Many things can trigger or worsen asthma symptoms. Your allergist will help you identify those triggers which may cause your asthma to flare up if you come in contact with them.
Triggers may include:
- Allergens - small particles from dust, animal skin, mold, pollens from trees, grasses and weeds, and cockroaches
- Irritants - cigarette smoke, air pollution, chemicals or dust in the workplace, strong smelling cleaning products, perfumes or personal products such as hairspray
- Medicines such as aspirin or other nonsteroidal, anti-inflammatory drugs and nonselective beta-blockers
- Sulfites in foods and drinks
- Viral upper respiratory infections, such as colds
- Physical activity, including exercise
The following health conditions, if not treated effectively, can make asthma harder to control:
- Sinus infections
- Reflux disease (frequent heartburn or acid reflux)
- Psychological stress/anxiety
How is asthma diagnosed?
An allergist will diagnose asthma based on your medical and family histories, a physical exam and specialized tests.
Medical and family histories
Make sure your allergist is aware of the following:
- Your family history of asthma and allergies
- Specific details about your asthma symptoms – when they occur, how often they occur, whether they only occur at certain times of year
- The factors that seem to trigger or worsen your symptoms (exercise, colds, exposure to animals, smoke, etc.)
- Related health conditions that can interfere with asthma (allergies, sinus issues, reflux, anxiety, sleep apnea)
Your doctor will listen to your breathing and look for signs of asthma or allergies. These signs may include wheezing, a runny nose or swollen nasal passages, and allergic skin conditions (such as eczema). Keep in mind that you can still have asthma even if you don't have these signs on the day that your doctor examines you.
Your allergist will likely conduct a lung function test, called spirometry , to access how well your lungs work. This test measures how much air you can breathe in and out. It also measures how fast you can blow air out. Rest assured lung function tests usually are painless or cause minor discomfort, and rarely cause side effects.
Your doctor may recommend additional tests if he needs more information to make a diagnosis. These tests may include:
- Allergy testing to find out which allergens affect you, if any.
- A test to measure how sensitive your airways are.
- A test to show whether you have another condition with the similar symptoms to asthma, such as reflux disease, vocal cord dysfunction or sleep apnea.
- A chest X-ray or an EKG (electrocardiogram). These tests will help find out whether a foreign object or another disease may be causing your symptoms.
How is asthma treated?
To control asthma, work with your doctor and take an active role to manage it. This includes:
- Treatment of other conditions that can interfere with asthma management.
- Avoiding things that worsen your asthma.
- Taking medications per your doctor’s direction to control your asthma.
Asthma is treated with two types of medicines: long-term control and quick-relief medicines.

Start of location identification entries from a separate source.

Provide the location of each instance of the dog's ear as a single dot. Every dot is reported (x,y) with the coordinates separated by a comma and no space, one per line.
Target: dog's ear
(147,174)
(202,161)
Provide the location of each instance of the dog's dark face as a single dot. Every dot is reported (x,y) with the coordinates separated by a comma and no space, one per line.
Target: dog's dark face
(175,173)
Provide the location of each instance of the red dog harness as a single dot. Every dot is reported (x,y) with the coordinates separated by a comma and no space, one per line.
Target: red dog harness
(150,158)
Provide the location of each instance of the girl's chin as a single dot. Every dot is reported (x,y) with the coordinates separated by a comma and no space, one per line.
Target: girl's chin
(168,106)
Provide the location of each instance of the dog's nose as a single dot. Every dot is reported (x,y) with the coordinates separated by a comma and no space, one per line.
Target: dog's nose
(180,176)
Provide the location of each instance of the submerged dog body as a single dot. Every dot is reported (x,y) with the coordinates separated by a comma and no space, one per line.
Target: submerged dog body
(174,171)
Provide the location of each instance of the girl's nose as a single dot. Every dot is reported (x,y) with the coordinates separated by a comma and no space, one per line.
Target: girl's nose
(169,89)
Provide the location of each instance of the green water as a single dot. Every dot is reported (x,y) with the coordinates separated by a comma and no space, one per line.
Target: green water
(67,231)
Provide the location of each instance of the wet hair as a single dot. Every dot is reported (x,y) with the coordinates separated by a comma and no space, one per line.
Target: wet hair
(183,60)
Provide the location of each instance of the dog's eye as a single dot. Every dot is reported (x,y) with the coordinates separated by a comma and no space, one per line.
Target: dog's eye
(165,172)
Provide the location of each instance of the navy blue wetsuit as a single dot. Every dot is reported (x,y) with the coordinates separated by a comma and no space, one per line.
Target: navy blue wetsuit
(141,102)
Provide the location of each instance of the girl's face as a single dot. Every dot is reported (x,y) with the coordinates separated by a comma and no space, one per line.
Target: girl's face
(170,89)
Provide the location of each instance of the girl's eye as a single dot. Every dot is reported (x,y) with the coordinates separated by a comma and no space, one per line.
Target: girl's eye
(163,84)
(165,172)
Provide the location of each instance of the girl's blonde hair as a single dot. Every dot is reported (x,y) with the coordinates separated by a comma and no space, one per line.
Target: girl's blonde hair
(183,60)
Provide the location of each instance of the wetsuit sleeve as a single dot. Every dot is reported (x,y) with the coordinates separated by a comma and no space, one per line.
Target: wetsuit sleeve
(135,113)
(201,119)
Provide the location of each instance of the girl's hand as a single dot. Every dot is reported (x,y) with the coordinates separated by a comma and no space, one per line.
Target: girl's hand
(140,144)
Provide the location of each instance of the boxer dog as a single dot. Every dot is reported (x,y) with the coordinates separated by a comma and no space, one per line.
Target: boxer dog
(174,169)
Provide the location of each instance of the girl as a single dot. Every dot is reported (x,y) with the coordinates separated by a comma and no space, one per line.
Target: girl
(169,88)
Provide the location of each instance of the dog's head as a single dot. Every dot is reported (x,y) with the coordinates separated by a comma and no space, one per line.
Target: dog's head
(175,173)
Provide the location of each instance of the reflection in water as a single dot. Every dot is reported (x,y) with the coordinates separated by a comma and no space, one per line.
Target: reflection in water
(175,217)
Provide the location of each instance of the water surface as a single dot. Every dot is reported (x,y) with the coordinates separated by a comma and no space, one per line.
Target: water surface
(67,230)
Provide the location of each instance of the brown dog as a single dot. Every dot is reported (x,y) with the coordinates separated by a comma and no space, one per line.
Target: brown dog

Many people who have asthma need to take long-term control medicines daily to help control asthma prevent symptoms. The most effective long-term medicines reduce airway inflammation and prevent asthma symptoms. They help reduce the number and severity of attacks, but they don’t help while having an asthma attack. Quick-relief, or "rescue," medicines relieve asthma symptoms during an attack. These medicines act quickly to relax tight muscles around your airways allowing air to flow through them.